Die Mobiliar blickt auf ein erfolgreiches Geschäftsjahr zurück. Davon profitieren insbesondere auch die Inhaber einer Haushalt- und Gebäudeversicherung.

Wenig Schäden und ein gutes Börsenjahr. Allein aufgrund dieser Prämissen durfte man erwarten, dass die Mobiliar ein gutes Geschäftsergebnis 2014 vorzuweisen vermag. Hinzu kommt der einmalige Effekt von 161 Millionen Franken aus dem Verkauf ihrer Beteiligung an Nationale Suisse an die Helvetia-Versicherung. Kurz: Der grösste Sachversicherer der Schweiz steigerte 2014 den Gewinn um 56 Prozent auf 596 Millionen Franken. «2014 war eines der besten, wenn nicht das beste Geschäftsjahr überhaupt», erklärte gestern CEO Markus Hongler an der Bilanzmedienkonferenz in Bern.
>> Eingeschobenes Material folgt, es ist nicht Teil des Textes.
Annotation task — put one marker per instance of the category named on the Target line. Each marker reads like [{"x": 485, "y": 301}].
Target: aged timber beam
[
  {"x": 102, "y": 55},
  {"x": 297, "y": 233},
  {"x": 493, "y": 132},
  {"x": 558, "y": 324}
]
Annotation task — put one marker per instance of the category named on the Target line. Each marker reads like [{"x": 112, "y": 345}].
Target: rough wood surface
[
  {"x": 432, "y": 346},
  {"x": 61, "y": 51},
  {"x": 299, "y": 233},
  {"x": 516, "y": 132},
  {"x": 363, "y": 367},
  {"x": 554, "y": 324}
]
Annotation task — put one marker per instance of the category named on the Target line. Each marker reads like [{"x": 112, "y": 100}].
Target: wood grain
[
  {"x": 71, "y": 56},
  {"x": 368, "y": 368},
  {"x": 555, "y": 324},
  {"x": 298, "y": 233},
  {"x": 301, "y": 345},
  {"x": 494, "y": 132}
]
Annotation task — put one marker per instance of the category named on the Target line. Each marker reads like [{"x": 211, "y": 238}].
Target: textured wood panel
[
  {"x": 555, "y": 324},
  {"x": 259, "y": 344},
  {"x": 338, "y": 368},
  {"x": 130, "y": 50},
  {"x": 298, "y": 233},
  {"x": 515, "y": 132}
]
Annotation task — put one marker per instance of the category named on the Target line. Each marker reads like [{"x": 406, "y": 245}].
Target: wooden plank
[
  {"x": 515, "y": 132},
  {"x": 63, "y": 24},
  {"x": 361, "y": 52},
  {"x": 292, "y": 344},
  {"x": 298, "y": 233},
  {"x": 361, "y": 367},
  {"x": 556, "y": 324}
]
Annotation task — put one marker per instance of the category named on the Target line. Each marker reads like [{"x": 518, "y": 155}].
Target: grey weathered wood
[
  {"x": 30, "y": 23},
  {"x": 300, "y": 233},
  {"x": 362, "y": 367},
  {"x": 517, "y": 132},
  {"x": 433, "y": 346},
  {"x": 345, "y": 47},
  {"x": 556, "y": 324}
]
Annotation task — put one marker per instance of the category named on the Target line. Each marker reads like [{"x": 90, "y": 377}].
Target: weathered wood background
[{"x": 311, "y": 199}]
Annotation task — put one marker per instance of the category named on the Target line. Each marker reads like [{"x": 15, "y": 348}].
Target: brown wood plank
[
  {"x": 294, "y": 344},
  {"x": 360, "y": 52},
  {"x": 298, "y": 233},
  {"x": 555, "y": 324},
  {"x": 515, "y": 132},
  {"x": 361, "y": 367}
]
Versicherte statt Aktionäre


Über gute Zahlen freuen sich jeweils die Aktionäre. Bei der genossenschaftlichen Mobiliar freuen sich indessen die Versicherten. Rekordhohe 200 Millionen fliessen heuer in den Überschussfonds. Davon kommen 144 Millionen den Versicherten einer Haushalt- und Gebäudeversicherung zugute. Sie erhalten auf der Prämienrechnung ab Mitte 2015 einen Rabatt von 20 Prozent.
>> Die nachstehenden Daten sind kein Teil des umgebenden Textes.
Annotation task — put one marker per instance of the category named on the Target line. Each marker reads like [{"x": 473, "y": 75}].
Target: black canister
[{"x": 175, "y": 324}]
«Zwei Drittel des Marktwachstums im Nichtlebengeschäft geht aufs Konto der Mobiliar», so Markus Hongler. «Unser Geheimnis liegt in der Kundentreue.» Hingegen bei den Lebensversicherungen gehört die Mobiliar mit einem Marktanteil von knapp 3 Prozent zu den kleinen Playern. Stark ist sie zwar bei reinen Risikoversicherungen, nicht aber bei den Sparversicherungen, welche einen Risiko- und einen Sparteil aufweisen und wegen der hohen Margen insbesondere im Verkauf beliebt sind. Hier will die Mobi nachbessern. Auf den 1. Mai 2015 lanciert sie ein «einzigartiges Produkt», wie es Michèle Bergkvist, die Leiterin von Mobiliar Leben, gestern formulierte. Einzigartig sei bei dieser 3a-Versicherung die transparente Erfolgsbeteiligung. Kunden profitierten bereits ab Vertragsbeginn von einem garantierten Kapital und verhältnismässig hohen Rückkaufswerten.